The holiday singing put forth by the Theatre Orangeville Youth Singers was enthusiastically appreciated by the crowd and the performance by the Land of the Glass Slipper princesses was outstanding.

As a member of the Optimist Club I have been part of preparing Christmas at Kay Cee Gardens for some time now. In the park you will find fun Christmas displays which celebrate beloved characters and other more traditional exhibits that are sponsored by community minded local businesses such as MacMaster Buick and Orangeville Chrysler.

This year I found myself wandering through the park really taking time to appreciate each display. I could not help noticing the angel tree. You can see this fine display on the south side of the path by the Bythia Street entrance (across from the Police trailer). This year, the display was completely redone by ODSS teacher Ian Budgell and his students Taylor Hurst, Grace Grant, and Hannah Spencer. After many years the old tree had become dilapidated, yet there was great trepidation and sensitivity to changing anything about the traditional display. I am pleased to share that the 2017 rendition is truly stunning and a very fitting memorial.

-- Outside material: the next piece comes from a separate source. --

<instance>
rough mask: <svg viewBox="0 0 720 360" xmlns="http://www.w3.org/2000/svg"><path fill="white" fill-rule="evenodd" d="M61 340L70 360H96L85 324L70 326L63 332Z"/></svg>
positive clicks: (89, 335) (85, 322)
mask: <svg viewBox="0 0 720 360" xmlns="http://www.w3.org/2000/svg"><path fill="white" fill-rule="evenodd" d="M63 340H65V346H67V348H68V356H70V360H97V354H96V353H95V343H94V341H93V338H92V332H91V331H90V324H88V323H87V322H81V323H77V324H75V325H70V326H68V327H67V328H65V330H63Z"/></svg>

You see, the angel tree was created by a group of bereaved parents in Orangeville. If you take time to look at the display, deceased children from Dufferin County are listed in various places on the tree. The children’s names are celebrated on the tree by their parents, family and friends. The goal is to honour children from the area, which for a variety of reasons, are no longer with us. Local Orangeville resident Diane Lawson, who acts as the caretaker of the display, explained the tree to me in this way, “We all suffered the pain (of losing a child) and now others get to benefit from the difficulty we experienced.”

I imagine that bereaved parents who attend Christmas in the Park find it very emotional to see the lights turned on and then view their child’s name on the tree.

As I learned more about the display and its purpose, it occurred to me that perhaps the tree is not joyous for people. I have now come to realize that it is indeed therapeutic for people. Christmas time can be difficult for these families (and all families who have experienced the loss of a loved one), but seeing the name of your child on the angel tree is an overt reminder that those people did indeed exist and people remember them. The angel tree does not solve grief; but it does aid in the healing process.

If you know someone who has lost a child and they would like to be a part of the angel tree, there are a few ways to make this reality. Diane Lawson can be reached at 519-938-7355 or you could simply contact the Optimist Club of Orangeville. The parent of a deceased child must be the one who makes contact. Ms. Lawson will work with the family to have their child’s name engraved and put on the display. It is noteworthy that Bill Elliot of Broadway Engraving does all of the work for free. It is his way of giving back and is certainly appreciated by the community.

The new angel tree has a distinct personality. Diane summed it up by best by sharing, “The angel tree offers great comfort to a group of parents who belong to a club, a club that they would really rather not be a part of. I have watched people at the park in great pain. People need to know that they can move on with their lives.”

To me, the greatest thing about our area is the sense of community we all share. Take a moment to read the names on the angel tree and discuss the reasons for the display with your family. Hug each other, and then enjoy the rest of the park.